Don't get me wrong, this surely isn't anything spectacular new, but it reflects my experiences with other speech recognition software. Usually it was enough to use a different microphone than that which you have trained it with and they stoped working.

You can be sure that no MS employee would present that software if it would not have worked when they tryed it. You know, you can think of Microsoft what you want, but there is no policy that requires MS employees to have down-syndrome.

Reply Score: 5

RE[2]: I don't believe
by apoc on Wed 9th Aug 2006 12:24 UTC in reply to "I don't believe"
apoc Member since:
2006-03-24

lol, ActiveMan, if you don't believe try it for yourself, it's the best thing to do.

I had already tried Vista's Speech Recognition before that sad video, "dear aunt etc etc", so i know that there was a problem at the demo, if you watch it carefully you'll notice the volume is at the max, and the guy giving the commands didn't know how to use speech recognition, when a recognition error occurs the speech button turns orange and you have to wait for it to turn blue again, if you keep talking while it is orange you'll only get things worse because Speech Recog will think that you're still finishing the command when you're actually trying to correct re recognition error.

Try it for yourselves.

I also don't agree that the speech recognition is only for impaired people, it's much faster saying "start AppName" than typing the name of the app in the start menu, you don't even have to open it! Also, simple things like clicking buttons are much faster, imagine you're composing an email, you change your mind and just say "close that, don't save",

minimize
maximize
switch applications
open apps/common places(documents|pics|videos|computer|other start menu buttons)
start a search("start search")
shudown/hibernate/sleep/log off
menubar commands("tools options")

these are all tasks that i believe speech recognition will help to speed up.

btw, the new explorer is also pretty nice interms of usability, the new address bar, organization options, visual feedback of folder contents, preview pane with multimedia support, metadata below, integrated search,it's nice.

Reply Score: 3

RE: I don't believe
by Janus on Wed 9th Aug 2006 13:10 UTC in reply to "I don't believe"
Janus Member since:
2005-07-20

And you can see the whole clip here:

http://www.youtube.com/watch?v=kX8oYoYy2Gc

Unlike in the clip you posted, he successfuly does application launching and switching betwheen windows.
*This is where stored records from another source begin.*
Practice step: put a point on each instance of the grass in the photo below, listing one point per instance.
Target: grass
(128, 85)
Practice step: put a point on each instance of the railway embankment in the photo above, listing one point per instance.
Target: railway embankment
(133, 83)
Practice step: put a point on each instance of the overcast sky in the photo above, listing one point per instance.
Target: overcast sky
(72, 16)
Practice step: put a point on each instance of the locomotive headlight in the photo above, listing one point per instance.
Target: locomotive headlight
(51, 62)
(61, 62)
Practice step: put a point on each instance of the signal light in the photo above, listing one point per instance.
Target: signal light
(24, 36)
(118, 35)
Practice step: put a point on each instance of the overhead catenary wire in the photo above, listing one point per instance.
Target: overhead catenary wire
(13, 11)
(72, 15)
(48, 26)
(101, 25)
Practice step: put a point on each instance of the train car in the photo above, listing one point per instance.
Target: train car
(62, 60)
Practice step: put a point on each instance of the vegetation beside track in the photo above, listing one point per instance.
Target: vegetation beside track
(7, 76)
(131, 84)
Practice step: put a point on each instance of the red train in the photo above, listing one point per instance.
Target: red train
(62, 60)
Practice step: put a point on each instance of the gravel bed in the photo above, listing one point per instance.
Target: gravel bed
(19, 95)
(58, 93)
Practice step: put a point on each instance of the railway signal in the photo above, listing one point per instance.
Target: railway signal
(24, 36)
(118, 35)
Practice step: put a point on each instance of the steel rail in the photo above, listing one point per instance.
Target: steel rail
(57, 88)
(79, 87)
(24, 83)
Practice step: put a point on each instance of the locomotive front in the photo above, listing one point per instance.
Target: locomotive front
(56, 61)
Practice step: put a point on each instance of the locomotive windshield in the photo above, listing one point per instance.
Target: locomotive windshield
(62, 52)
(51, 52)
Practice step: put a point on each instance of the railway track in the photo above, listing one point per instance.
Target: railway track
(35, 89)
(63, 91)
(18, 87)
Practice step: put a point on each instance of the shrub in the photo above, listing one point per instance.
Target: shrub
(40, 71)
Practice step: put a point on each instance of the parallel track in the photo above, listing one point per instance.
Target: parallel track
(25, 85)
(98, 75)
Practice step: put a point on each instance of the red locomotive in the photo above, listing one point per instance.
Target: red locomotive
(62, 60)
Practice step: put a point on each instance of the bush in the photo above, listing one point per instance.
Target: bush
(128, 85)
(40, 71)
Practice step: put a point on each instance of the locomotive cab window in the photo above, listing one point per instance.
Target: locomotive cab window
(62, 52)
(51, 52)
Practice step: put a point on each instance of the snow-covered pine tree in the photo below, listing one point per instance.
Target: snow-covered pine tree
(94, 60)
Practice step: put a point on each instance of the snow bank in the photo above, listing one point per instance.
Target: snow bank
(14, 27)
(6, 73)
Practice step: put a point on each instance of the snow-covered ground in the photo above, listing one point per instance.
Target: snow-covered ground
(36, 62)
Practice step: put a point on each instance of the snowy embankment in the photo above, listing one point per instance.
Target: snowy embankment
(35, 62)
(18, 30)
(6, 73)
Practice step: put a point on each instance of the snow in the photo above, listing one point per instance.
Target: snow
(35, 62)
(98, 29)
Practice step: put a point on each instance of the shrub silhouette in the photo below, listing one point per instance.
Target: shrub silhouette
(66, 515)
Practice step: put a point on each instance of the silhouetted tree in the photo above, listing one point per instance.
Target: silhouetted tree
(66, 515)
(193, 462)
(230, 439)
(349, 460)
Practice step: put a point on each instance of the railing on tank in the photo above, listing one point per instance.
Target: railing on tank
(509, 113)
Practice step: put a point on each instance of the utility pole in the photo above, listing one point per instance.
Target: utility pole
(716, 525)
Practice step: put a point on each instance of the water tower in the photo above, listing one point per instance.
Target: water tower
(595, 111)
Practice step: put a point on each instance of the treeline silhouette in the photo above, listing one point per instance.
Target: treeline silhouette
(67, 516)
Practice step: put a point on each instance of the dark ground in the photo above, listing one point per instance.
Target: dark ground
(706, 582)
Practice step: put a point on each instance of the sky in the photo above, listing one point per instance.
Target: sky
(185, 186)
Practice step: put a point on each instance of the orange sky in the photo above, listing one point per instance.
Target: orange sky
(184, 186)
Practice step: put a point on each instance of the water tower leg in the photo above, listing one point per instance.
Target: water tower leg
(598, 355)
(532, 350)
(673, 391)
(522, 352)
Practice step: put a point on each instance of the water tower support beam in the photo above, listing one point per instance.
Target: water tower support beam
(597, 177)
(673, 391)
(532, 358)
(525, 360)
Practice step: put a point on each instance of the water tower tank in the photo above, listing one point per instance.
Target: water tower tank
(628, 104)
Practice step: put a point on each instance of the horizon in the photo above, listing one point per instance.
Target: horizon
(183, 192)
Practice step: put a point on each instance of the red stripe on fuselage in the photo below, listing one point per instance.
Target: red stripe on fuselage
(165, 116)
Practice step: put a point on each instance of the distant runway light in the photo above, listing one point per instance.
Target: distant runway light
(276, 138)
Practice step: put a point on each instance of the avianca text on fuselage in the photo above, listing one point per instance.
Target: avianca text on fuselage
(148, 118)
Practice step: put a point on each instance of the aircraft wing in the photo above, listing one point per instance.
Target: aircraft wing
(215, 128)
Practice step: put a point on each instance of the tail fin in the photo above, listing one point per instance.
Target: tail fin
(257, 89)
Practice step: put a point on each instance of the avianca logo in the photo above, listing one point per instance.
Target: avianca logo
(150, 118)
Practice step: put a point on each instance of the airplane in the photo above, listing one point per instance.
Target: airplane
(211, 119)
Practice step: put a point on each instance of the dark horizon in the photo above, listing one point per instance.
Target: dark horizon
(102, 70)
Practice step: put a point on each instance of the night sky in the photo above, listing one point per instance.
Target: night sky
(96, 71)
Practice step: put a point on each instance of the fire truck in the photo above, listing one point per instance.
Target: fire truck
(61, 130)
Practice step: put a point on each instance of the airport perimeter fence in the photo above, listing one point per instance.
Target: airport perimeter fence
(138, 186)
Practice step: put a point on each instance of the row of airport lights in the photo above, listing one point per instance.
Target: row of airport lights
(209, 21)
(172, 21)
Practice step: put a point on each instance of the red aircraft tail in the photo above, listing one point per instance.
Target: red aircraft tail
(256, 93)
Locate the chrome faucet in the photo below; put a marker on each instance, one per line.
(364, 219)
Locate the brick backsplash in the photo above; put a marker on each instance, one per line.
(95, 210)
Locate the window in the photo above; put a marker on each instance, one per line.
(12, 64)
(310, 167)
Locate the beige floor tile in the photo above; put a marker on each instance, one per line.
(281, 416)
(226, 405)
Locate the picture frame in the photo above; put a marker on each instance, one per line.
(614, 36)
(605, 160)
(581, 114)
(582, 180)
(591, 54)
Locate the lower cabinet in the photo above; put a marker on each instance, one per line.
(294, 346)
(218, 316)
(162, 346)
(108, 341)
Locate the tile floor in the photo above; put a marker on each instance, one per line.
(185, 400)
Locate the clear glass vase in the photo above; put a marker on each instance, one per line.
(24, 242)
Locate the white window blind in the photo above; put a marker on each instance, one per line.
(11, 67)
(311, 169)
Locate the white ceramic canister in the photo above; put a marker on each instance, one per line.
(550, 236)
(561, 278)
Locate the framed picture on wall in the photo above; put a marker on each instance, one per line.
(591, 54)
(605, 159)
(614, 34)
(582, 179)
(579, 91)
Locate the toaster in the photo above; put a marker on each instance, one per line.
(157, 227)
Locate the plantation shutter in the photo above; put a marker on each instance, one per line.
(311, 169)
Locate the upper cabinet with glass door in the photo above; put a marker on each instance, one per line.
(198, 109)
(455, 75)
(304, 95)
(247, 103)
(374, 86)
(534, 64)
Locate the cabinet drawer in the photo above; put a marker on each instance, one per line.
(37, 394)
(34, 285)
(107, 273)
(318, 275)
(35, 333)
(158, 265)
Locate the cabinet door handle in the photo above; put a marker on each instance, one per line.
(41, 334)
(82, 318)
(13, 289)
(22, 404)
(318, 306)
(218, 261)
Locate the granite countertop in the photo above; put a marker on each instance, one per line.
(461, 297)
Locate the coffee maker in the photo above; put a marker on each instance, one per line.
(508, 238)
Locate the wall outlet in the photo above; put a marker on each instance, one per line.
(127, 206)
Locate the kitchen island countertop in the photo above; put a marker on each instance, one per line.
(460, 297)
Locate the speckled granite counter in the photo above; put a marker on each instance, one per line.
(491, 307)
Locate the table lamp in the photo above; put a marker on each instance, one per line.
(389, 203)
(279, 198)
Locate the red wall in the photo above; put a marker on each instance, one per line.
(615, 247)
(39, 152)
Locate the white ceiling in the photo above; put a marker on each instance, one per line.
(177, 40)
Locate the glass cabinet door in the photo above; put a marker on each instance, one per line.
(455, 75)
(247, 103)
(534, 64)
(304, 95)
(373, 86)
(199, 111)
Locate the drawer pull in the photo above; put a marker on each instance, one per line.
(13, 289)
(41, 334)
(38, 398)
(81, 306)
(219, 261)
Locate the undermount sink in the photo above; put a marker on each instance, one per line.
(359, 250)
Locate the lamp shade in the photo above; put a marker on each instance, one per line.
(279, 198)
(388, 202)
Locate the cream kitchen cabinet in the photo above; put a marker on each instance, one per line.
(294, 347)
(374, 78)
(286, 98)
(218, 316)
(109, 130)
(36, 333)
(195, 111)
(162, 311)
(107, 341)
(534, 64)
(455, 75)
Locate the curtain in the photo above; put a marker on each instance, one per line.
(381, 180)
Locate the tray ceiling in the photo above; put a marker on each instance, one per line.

Also, after the part where the voice recognition fouls up, he removes the text and starts anew dictating a letter without any problems. But of course, these part don't help when you're out to bash Microsoft. ;-)

Anyhow, as described pretty detailed in the YouTube description of that clip, it was a known bug and it hs been resolved.

If you want to know exactly what caused it, you can read all about it here:

http://blogs.msdn.com/larryosterman/archive/2006/07/31/684327.aspx

Reply Score: 5

Impressive!
by Babi Asu on Wed 9th Aug 2006 09:19 UTC
Babi Asu
Member since:
2006-02-11

I hope Apple bring that to Leopard. I don't care Apple will be called copycat, it's Apple's problem. ;)

Reply Score: 1

it really looks cool...
by RandomGuy on Wed 9th Aug 2006 09:25 UTC
RandomGuy
Member since:
2006-07-30

but does anybody know how it handles different languages?
There are times when I need to write German (my friends would give me very confused looks if I wrote all my mails in English) as well as times when I need to write English. Is there a simple command like "switch language to X"?

I think it's really good for common task although I would not want to program this way.

Reply Score: 2

RE: it really looks cool...
by n4cer on Wed 9th Aug 2006 18:18 UTC in reply to "it really looks cool..."
n4cer Member since:
2005-07-06

but does anybody know how it handles different languages?

It currently supports 8 languages/dialects:
U.S. English, U.K. English, traditional Chinese, simplified Chinese, Japanese, German, French and Spanish.

Reply Score: 1

challenged
by netpython on Wed 9th Aug 2006 09:48 UTC
netpython
Member since:
2005-07-06

I think voice recognition is major step forward for psysically challenged computer users.Really impressive stuff.Like a helping dog that turns of the light switch.An direct increase in quality of life.

But with all respect for the majority of us its just bling bling in the current stage.It starts to become interesting when voice recognition reaches the sophistication of computers in the sci-fi series of Star Trek.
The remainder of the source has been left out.